Reilly; la vieja vendedora de cordones había mencionado aquel nombre.

– ¿Y si te escapas? -le recordó Monk.

El chaval tragó saliva, e hizo una mueca de dolor.

– Escapa y te dará caza para matarte. Pero antes de eso, hará daño a los pequeños, les hará quemaduras en los brazos y las piernas, quizás algo peor. Me despierto en plena noche oyendo sus gritos…, y resulta que son las ratas. Pero los sigo oyendo dentro de mi cabeza. Por eso pienso que ojalá no me hubiese marchado, pero ahora no puedo volver. Y no voy a declarar nada. Se lo dije al señor Durban en su momento y ahora se lo digo a usted. Y no puede obligarme.

– Nunca se me ocurriría intentarlo -dijo Monk con discreción-. Yo tampoco podría vivir con eso. Bastante tengo ya, como para añadir nada más. Sólo quería saber.
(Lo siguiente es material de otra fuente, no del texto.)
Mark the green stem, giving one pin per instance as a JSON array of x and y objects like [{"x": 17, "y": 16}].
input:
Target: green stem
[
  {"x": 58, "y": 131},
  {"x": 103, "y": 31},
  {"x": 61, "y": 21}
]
Rebuscó en el bolsillo y sacó la moneda de dos chelines que Orme le había prometido. La sostuvo en alto.

El chico vaciló y, de pronto, se la arrebató. Monk se hizo a un lado para que pudiera pasar.

El chico volvió a titubear.

Monk se retiró un poco más.

El chico se abalanzó como si temiera que lo prendieran y echó a correr con una velocidad asombrosa, casi sin hacer ningún ruido sobre el adoquinado. Sólo entonces reparó Monk en que llevaba los pies envueltos con harapos, sin botas. En cuestión de segundos se había esfumado en uno de los innumerables callejones que se abrían como bocas de túnel, y bien pudo haber sido no más que la voz de una pesadilla.